Bayesian network integrated testing strategy (ITS-3) Summary of defined approach
This method as described by Jaworska et al [1] is designed to improve precision and accuracy for predicting and replacing the in vivo Local Lymph Node Assay (LLNA) assay. It makes a prediction for skin sensitisation potency calculated in the form of a probability distribution over 4 sensitisation classes (non-sensitiser, weak, moderate and strong sensitiser). Classification of a compound is based on its pEC3 value, which is the result of the LLNA assay or the result of Bayesian network (BN) prediction. The probability distribution is then transformed to a Bayes factor to remove prediction bias from the training set distribution and to give a quantitative measure to the level of uncertainty which can then be used in an objective manner to assign a confidence level to the predictions. Our implementation of ITS-3 is based on 207 chemicals for which physico-chemical data, in vitro, and in vivo data are available. We use Chemaxon tools to calculate water solubility at pH 7, logD at pH 7 and LogKow. These descriptors in addition to the TIMES in silico model prediction, and our proprietary protein binding estimate are used in combination with the information from the validated in vitro assays provided by the user to arrive at a prediction.
BN approach uses a knowledge-based network of connections among the nodes. Each node represents a single model variable and each connection between the two nodes represents how the variables influence each other and the final pEC3 value. A training set of compounds is employed to estimate the influences among the model variables. Subsequently, the in vitro data and physico-chemical properties of the testing set are assigned to the input nodes and the probability distribution over pEC3 values is computed based on the established connections/influences among the variables.

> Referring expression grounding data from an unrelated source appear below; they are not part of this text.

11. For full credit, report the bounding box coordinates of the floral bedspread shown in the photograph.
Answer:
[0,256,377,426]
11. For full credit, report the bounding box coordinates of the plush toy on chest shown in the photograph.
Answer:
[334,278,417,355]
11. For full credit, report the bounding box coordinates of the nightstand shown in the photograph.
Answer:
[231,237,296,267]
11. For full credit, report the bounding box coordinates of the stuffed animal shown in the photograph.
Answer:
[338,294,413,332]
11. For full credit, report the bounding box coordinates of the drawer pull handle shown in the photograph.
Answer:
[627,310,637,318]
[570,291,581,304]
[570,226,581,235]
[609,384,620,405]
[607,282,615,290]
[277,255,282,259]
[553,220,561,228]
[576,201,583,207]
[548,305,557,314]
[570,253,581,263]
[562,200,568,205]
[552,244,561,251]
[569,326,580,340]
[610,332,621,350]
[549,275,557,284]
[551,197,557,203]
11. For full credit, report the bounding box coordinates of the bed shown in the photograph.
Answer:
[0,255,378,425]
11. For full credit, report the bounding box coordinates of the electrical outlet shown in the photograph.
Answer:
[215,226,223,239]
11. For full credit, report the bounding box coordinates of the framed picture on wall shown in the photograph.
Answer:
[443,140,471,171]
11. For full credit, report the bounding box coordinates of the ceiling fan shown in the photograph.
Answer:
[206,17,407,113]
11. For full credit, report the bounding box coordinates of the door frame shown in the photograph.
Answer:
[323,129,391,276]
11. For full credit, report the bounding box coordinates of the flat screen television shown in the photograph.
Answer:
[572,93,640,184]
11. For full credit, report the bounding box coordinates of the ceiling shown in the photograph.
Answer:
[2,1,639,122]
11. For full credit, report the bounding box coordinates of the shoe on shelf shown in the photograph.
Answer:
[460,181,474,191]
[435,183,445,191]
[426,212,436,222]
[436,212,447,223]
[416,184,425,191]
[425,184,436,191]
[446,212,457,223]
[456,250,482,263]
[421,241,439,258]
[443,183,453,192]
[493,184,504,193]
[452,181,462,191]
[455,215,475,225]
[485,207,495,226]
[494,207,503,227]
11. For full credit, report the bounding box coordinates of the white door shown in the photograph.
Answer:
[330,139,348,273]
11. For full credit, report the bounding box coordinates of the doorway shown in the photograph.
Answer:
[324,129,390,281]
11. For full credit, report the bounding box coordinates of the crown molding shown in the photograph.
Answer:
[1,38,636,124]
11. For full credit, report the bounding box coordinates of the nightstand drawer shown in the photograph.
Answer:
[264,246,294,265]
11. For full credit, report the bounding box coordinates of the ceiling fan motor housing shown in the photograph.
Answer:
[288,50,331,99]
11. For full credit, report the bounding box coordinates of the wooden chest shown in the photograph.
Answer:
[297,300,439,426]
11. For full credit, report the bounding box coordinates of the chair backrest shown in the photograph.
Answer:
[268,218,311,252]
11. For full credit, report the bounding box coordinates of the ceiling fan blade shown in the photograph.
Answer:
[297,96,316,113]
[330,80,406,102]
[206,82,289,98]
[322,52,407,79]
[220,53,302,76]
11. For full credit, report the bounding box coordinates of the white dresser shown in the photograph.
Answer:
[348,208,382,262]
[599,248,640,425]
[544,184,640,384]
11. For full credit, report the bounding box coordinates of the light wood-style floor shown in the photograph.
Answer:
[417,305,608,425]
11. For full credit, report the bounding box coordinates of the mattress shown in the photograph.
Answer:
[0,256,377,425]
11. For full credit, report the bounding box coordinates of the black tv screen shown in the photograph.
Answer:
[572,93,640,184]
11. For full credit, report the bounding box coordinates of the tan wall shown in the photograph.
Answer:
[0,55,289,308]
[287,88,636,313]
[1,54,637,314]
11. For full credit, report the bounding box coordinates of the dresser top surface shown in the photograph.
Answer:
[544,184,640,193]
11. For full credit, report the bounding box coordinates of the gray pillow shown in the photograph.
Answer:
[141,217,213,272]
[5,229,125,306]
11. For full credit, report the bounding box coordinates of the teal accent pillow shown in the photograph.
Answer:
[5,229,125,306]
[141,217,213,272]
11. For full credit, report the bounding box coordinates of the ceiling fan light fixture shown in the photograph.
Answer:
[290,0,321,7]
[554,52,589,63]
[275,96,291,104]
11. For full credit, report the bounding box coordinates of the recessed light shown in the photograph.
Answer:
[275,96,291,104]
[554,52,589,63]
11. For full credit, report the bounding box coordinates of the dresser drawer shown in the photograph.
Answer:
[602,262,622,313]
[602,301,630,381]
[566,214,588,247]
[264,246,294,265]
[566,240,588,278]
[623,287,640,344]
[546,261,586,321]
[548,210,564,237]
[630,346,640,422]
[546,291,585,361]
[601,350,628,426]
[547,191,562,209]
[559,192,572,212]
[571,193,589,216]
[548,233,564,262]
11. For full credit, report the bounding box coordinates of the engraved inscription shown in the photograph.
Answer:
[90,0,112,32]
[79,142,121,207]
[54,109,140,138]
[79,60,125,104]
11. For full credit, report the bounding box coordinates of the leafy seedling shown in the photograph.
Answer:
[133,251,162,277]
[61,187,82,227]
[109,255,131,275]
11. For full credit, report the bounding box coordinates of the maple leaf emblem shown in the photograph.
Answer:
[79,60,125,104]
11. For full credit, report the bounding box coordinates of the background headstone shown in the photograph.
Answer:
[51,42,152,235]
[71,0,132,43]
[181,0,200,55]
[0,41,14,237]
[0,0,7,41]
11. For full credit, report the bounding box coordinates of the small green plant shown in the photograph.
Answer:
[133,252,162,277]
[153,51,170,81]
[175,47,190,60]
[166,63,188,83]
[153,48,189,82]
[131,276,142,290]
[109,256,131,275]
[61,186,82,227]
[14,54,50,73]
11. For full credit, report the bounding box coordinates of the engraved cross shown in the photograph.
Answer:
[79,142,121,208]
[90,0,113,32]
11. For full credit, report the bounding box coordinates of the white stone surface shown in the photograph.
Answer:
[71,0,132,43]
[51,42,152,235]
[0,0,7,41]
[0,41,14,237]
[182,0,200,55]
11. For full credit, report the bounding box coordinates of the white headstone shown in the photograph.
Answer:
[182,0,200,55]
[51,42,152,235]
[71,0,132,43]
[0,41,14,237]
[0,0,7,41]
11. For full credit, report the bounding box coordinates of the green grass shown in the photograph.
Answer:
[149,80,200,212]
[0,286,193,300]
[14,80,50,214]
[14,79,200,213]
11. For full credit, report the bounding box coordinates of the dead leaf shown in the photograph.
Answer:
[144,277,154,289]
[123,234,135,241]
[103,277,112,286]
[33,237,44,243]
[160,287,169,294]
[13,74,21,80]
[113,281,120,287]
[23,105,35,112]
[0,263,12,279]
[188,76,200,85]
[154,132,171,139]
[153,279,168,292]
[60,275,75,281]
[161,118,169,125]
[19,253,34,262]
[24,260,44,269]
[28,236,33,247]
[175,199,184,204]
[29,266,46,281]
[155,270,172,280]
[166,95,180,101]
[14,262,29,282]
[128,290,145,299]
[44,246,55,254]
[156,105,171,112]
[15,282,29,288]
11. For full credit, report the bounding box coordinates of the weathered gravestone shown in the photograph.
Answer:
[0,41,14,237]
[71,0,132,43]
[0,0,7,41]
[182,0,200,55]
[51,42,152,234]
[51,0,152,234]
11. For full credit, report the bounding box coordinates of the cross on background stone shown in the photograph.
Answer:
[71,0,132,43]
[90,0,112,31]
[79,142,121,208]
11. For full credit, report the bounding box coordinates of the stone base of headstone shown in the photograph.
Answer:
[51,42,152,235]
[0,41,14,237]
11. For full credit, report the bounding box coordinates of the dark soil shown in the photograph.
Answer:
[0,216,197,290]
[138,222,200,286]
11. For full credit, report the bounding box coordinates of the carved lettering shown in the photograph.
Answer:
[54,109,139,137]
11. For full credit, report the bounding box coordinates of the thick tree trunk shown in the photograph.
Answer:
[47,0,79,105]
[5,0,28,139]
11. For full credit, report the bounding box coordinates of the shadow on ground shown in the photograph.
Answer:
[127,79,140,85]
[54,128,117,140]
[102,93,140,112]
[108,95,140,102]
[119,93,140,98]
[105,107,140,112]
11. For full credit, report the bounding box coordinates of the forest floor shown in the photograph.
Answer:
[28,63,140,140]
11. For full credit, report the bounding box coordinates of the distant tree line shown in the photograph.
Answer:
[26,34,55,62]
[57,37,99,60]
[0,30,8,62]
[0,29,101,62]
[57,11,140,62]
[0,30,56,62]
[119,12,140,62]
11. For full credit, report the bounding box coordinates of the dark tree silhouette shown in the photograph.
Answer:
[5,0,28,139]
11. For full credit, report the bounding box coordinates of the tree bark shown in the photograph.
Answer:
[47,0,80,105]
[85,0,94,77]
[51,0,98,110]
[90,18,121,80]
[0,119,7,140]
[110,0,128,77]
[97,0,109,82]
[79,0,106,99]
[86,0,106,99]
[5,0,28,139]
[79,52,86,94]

Table 1 shows the prediction accuracy for SaferSkin™ as compared to the results published by Jaworska et al. The statistics of the original network are based on the published confusion matrix.
Table 1 Calculated accuracy per pEC3 class for the original ITS-3 network in article as well as the reproduced Bayesian network.
| Class | Jaworska et al | SaferSkin™ |
|---|---|---|
| C1 | 92% | 95% |
| C2 | 82% | 77% |
| C3 | 70% | 68% |
| C4 | 72% | 79% |
| overall | 79.6% | 79.6% |
Advantages of the Bayesian network approach include:
- It tolerates missing information.
- It conveys a probabilistic hypothesis of skin sensitisation based on accumulated evidence from data.
- It assesses the uncertainty in prediction given the input data.
- It suggests the experiments to maximize information gain and reduce uncertainty through the value of information (VoI) analysis.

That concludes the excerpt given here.